Em um cenário em que o cansaço físico e a fadiga mental se acumulam, a iluminação saudável se destaca como uma ferramenta prática e acessível para modular emoções e criar uma atmosfera mais acolhedora. De acordo com a especialista em Iluminação Saudável Adriana Tedesco, ajustes simples na luz do ambiente podem fazer diferença significativa para quem enfrenta o peso emocional do fim de ano.
Segundo Adriana, a iluminação é capaz de ajudar o corpo a desacelerar. “Quando estamos emocionalmente mais sensíveis, a luz atua como um regulador. Lâmpadas mais quentes e difusas diminuem a sensação de alerta, ajudam o sistema nervoso a entrar em estado de calma e reduzem a intensidade das emoções negativas. A iluminação suave sinaliza ao cérebro que é possível relaxar”, explica.
A especialista destaca que, diante da pressão social por felicidade e celebração constante, escolher a luz certa pode ser um respiro emocional. “Temperaturas de cor entre 2.700 K e 3.000 K, com baixa intensidade e difusão homogênea, criam um ambiente acolhedor. Esse tipo de luz reduz a sensação de exposição e promove conforto, mesmo em momentos sociais, o que suaviza o desgaste emocional.”
O excesso de tarefas típico de dezembro também intensifica a fadiga cerebral — e, mais uma vez, a luz tem papel importante. Adriana explica que a hiperestimulação luminosa pode aumentar o cansaço mental. “Luz indireta, sem brilho excessivo, diminui a demanda cognitiva. Durante as atividades, optar por iluminação neutra favorece o foco; depois, suavizar a luz durante pequenas pausas ajuda o cérebro a alternar entre atenção e descanso.”
O sono, frequentemente afetado nessa época, também se beneficia de ajustes simples. “A partir do fim da tarde, é essencial eliminar a luz branca e azulada. Luzes quentes ou âmbar, posicionadas abaixo da linha dos olhos e em intensidades baixas, favorecem a liberação de melatonina. Mesmo com a sobrecarga emocional, isso prepara o corpo para um descanso mais profundo”, afirma.

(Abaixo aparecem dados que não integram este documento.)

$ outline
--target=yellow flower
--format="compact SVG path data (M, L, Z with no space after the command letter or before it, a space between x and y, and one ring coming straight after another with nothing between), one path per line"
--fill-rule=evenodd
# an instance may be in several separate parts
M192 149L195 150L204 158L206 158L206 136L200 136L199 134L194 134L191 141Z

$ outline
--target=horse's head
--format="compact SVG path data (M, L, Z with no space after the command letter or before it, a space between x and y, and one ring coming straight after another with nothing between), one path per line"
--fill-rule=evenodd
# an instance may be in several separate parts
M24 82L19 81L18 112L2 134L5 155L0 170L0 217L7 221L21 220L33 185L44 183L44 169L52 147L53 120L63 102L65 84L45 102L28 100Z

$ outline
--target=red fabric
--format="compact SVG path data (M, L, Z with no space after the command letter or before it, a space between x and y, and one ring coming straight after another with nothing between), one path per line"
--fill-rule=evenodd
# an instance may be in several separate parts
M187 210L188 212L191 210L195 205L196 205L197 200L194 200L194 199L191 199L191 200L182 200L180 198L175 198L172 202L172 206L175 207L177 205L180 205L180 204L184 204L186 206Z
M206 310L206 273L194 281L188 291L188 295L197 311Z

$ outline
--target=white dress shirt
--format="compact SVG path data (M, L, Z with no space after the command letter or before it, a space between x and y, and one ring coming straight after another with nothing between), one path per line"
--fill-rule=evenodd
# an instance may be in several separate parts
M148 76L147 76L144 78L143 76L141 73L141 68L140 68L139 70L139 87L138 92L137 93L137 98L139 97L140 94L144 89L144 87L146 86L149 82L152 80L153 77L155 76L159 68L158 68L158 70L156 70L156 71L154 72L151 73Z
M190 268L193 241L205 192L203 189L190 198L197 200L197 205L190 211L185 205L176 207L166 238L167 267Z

Adriana recomenda incluir a iluminação nas práticas de autocuidado de dezembro. “A luz pode se tornar um ritual de bem-estar. Acender uma luminária suave para relaxar ou usar a iluminação natural para respirar e pausar transforma o autocuidado em um hábito. A luz é um suporte emocional diário, silencioso e constante, especialmente importante no fim do ano.”